Esta mañana despertamos con un comentario del popular que no ha pasado desapercibido: «El debate entre un hombre y una mujer es muy complicado, porque si haces un abuso de superioridad intelectual parece que eres un machista que está acorralado a una mujer indefensa». Valenciano no ha tardado en responder a través de Twitter: «¿Entonces? ¿Qué hacemos? ¿Fuera mujeres del debate?» La justificación posterior a un debate es perder el tiempo para dárselo al rival. Y más cuando se trata de justificaciones de este tipo.

Elena Valenciano es mujer y habló de la igualdad de las mujeres, recordó las 28 mujeres víctimas mortales de la violencia de género de este año, su condición de madre y de la libertad de las mujeres en la decisión sobre su embarazo. Un tema, el aborto, que también fue mencionado en Europa.

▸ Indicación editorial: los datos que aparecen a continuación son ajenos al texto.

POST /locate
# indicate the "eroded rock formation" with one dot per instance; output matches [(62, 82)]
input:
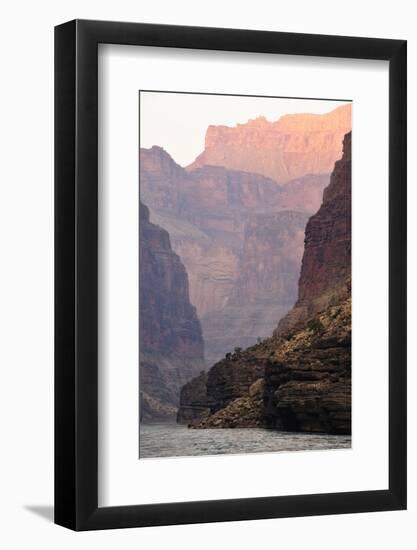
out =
[(171, 343), (291, 147), (265, 288), (223, 224), (306, 364)]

¿250 millones de mujeres en la Unión Europea y ni una sola de ellas vale lo bastante?, se preguntó un día Soledad Gallego-Díaz. Hoy, el 35% de los políticos en el Parlamento Europeo son mujeres. ¿Llegar a tener una representatividad femenina de la sociedad europea también es un sueño? Keller ya ha sabido poner voz a otro liderazgo en Europa que no pasa por Angela Merkel. Pasa por nuevas formas, otros discursos. Políticas para otra política. «Querían caras en la UE y aquí estamos». Veremos si su actuación en el debate electoral de los candidatos a presidir la Comisión Europea ha sido suficiente.

De momento, sus adversarios se han puesto de acuerdo para dejarle unos segundos finales a Keller. Segundos dedicados a coger un cartel en blanco y anunciar que todos estaban de acuerdo con: #BringBackOurGirls.